El Evangelio debe ser siempre algo nuevo. Es maravilloso cuando el converso lo descubre personalmente, cuando el joven ministro y el joven teólogo también lo descubren. El reavivamiento espiritual periódico debería llegar a todos nosotros. Pero juntamente con el renacimiento debería venir el aprecio por la historia y las tradiciones que formaron el contexto en el cual el Evangelio se mantuvo vivo y fue transmitido de una generación a la siguiente. La emoción que genera el Evangelio debe ser acompañada por la estabilidad de una perspectiva histórica apreciativa.

Cuando las Buenas Nuevas llegan a ser exponenciales y vitales son motivo de regocijo. Son motivo de tristeza cuando la iglesia padece bajas en las filas de laicos y ministros en una batalla que jamás debería librarse.

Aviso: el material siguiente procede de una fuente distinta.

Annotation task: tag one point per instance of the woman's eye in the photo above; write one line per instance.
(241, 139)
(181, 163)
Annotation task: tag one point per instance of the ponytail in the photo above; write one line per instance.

En vez de discutir sobre la justificación por la fe, prediquémosla y enseñémosla. Digamos la verdad acerca de la verdad. Pero al hacerlo no sólo seamos fieles a la verdad, sino también a nuestra historia denominacional que también es un don de la gracia de Dios. Debemos pelear por la verdad y lo correcto. Pero libremos la batalla verdadera. ¡Juntos!

Sobre el autor: C. Raymond Holmes es doctor en Teología y fue durante tres años coordinador del Departamento de Iglesia y Ministerio del Seminario Teológico Adventista del Lejano Oriente, Filipinas.